Now there is only a little watering and weeding needed. It is worth the work and patience to see your food growing! 

Monday, 14 May 2012

Sunday, 6 May 2012

What to do with... rhubarb?

Rhubarb has a bad name for some people; and for others it may be nostalgic. Both these people associate it with this stringy compote substance, with too much - or too little - sugar. To be honest, my father was the only one in my family who ate rhubarb occasionally; I never tried it.

When we took over the allotment, we accepted a huge rhubarb plant with it. First it looked horrific - 'is that bulb from outer space?' - but when it grew into pretty red stems and large leafs, it was actually the first thing that 'greened' our garden. We had to try it though, and the taste was amazing! Somewhere between grapefruit and passionfruit; I can't believe it's made out of Dutch clay! 
However, licking the rhubarb stems, we soon found out that a sweetener was definitively needed to continue eating it. And yes, cooking was the only thing I knew, but it sure did not enhance the vegetable (or is it fruit?). So, I made a pie out of it: a kind of applepie, but then I replaced half of the apples with chopped rhubarb.

Now that the second spring of our garden has approached, it is time to harvest our sour friend again. Throughout the year I collected ideas and recipes for it. Next to more mainstream rhubarb crumble or pies, these are my favourites (and they are easy to make too!):

Rhubarb - apple sorbet - cook 200 milliliters organic apple juice with 150 grams of sugar. Add vanilla and 700 grams of chopped rhubarb and cook for 15 minutes. Mash it and put it in the freezer for about four hours. Don't forget to stir every half hour. 

Rhubarb cheesecake - make a dough, crumble cookies or mix chocolate with cornflakes for the base. Mix Mascarpone or cream cheese with stiff whipped cream, sugar and a bit of vanilla. Chop the rhubarb in small pieces and bake it in the oven with sugar until it's soft.
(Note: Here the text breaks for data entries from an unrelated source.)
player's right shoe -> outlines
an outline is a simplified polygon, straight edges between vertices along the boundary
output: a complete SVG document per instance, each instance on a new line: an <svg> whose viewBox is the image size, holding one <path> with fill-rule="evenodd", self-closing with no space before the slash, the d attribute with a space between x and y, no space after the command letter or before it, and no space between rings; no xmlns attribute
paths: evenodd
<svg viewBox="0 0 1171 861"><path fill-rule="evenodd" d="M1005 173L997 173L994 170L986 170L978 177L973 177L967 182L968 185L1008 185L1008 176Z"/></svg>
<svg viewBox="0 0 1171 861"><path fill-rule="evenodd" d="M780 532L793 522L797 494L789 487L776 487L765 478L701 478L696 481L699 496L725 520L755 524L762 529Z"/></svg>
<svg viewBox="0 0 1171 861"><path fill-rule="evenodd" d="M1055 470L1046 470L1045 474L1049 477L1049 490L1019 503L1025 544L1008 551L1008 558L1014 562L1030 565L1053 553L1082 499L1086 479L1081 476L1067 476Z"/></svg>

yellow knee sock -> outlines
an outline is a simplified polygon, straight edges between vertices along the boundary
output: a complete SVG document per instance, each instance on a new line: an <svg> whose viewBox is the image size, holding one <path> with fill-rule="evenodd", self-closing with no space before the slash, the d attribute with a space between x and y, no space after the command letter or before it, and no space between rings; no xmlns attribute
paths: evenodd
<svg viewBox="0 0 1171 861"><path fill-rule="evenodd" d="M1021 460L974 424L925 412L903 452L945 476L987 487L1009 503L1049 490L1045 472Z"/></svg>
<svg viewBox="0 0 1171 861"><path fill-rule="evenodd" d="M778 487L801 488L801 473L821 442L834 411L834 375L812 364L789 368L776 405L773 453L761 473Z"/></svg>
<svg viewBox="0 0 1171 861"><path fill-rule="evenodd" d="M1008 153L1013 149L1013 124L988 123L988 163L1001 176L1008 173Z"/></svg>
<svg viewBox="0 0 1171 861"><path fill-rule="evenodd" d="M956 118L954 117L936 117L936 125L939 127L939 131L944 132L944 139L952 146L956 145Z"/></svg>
Drain it, and when cold, top it on the cheesecake.
(Salad dressing - from the drained fluid above, you can make a nice vinaigrette for salads, with goat cheese for example)

Rhubarb - rosewater syrup - or Sharbat-e reevas, a traditional Middle Eastern drink.  To make the rhubarb syrup: add 400 grams of sugar to 500 grams of rhubarb and leave it for about 1,5 hours.  Pour 250 milliliters of water with it and let it cook for 20 minutes. Filter it and boil it down with lemon juice. For this sharbat, add two spoons of rosewater or rose petals. To serve the drink, mix one part syrup with three parts water and some ice.

Rhubarb cake - add pieces of rhubarb on top of your favorite home-made cake before you shove it in the oven.

Rhubarb vodka - chop two or three dry rhubarb stems, cover it with 25 grams of sugar en put it in a glass jar. Add 700 milliliters vodka and close the jar well. You can also add spices, lemon or ginger for an even more original twist. Sieve the drink after two or three weeks. Add ice and enjoy the spring afternoons.